3. Think about fraud prevention tools in terms of risk assessment 

The more companies can invest into “prevention,” the less they have to invest into “detection.” Putting an emphasis on risk assessment solutions at the top of the user journey can help you weed out a lot of fraudsters before it becomes necessary to invest more in bans, moderation, and account restoration.

Fraudsters are operating based on a cost-benefit analysis, just like your business. If joining a platform to commit fraud is too difficult or expensive, they’re likely to take their game elsewhere.

4. Tailoring your fraud prevention stack to your needs

Not every industry will have the same fraud prevention needs, and neither will individual businesses within the same industry. Your fraud prevention tools should be tailored to the use cases your team specifically sees on your platform.

For example, a bank won’t have much trouble with promo and voucher abuse, but these issues are public enemy number one for many food and grocery delivery clients. At the same time, a peer-to-peer marketplace may not have KYC requirements to contend with, but a financial institution not doing proper KYC is a quick ticket to civil and legal penalties. Keeping your specific use cases in mind is a good way to stay on target when evaluating new solutions and signals.

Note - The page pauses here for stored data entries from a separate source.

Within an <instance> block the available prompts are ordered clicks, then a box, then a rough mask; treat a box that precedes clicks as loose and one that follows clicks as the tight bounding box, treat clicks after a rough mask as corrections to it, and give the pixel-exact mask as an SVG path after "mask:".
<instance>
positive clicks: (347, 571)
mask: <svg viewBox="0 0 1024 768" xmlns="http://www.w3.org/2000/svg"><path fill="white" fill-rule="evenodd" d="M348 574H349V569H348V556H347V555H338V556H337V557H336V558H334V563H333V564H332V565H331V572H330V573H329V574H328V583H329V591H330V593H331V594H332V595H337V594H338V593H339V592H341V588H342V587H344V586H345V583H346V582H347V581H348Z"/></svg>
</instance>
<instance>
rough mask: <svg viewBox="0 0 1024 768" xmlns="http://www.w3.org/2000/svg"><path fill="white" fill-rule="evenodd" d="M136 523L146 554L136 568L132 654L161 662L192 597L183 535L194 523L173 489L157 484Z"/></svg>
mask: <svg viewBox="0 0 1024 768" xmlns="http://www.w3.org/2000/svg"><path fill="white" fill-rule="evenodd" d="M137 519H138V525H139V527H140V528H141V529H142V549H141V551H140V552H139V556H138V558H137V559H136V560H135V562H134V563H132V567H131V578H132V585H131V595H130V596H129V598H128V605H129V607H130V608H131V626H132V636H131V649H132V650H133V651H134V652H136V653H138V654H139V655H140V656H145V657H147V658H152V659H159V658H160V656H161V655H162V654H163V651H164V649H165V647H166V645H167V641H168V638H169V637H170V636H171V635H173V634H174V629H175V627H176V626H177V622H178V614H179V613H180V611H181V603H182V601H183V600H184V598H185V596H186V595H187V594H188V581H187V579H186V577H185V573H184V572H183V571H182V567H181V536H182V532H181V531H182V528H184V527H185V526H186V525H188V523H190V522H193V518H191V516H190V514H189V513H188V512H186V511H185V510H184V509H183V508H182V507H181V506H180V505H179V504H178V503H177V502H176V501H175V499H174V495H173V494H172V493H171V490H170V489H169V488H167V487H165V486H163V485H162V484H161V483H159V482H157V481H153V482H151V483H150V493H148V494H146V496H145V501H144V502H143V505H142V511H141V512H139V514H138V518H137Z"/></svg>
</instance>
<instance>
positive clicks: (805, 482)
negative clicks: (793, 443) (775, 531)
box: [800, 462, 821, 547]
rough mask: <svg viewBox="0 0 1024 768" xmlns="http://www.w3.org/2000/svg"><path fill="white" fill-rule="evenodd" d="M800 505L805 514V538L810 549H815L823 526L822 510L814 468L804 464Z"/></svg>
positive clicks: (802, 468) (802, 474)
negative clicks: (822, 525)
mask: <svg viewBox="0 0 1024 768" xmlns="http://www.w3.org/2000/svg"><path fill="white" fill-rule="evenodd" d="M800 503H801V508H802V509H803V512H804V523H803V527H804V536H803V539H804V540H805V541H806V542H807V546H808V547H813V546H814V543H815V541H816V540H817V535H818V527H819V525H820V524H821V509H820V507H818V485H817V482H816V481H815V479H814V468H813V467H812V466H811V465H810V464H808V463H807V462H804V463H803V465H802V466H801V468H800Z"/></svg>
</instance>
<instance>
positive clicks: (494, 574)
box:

The constant evolution of fraudulent activities means you need an equally dynamic approach to fraud prevention. It’s hard to strike the right balance between maintaining a great user experience and ensuring maximum security, but the way to finding this equilibrium lies in constantly re-evaluating the tools and signals you’re using, keeping your eye on emerging signals, and adopting multi-layered, efficient solutions.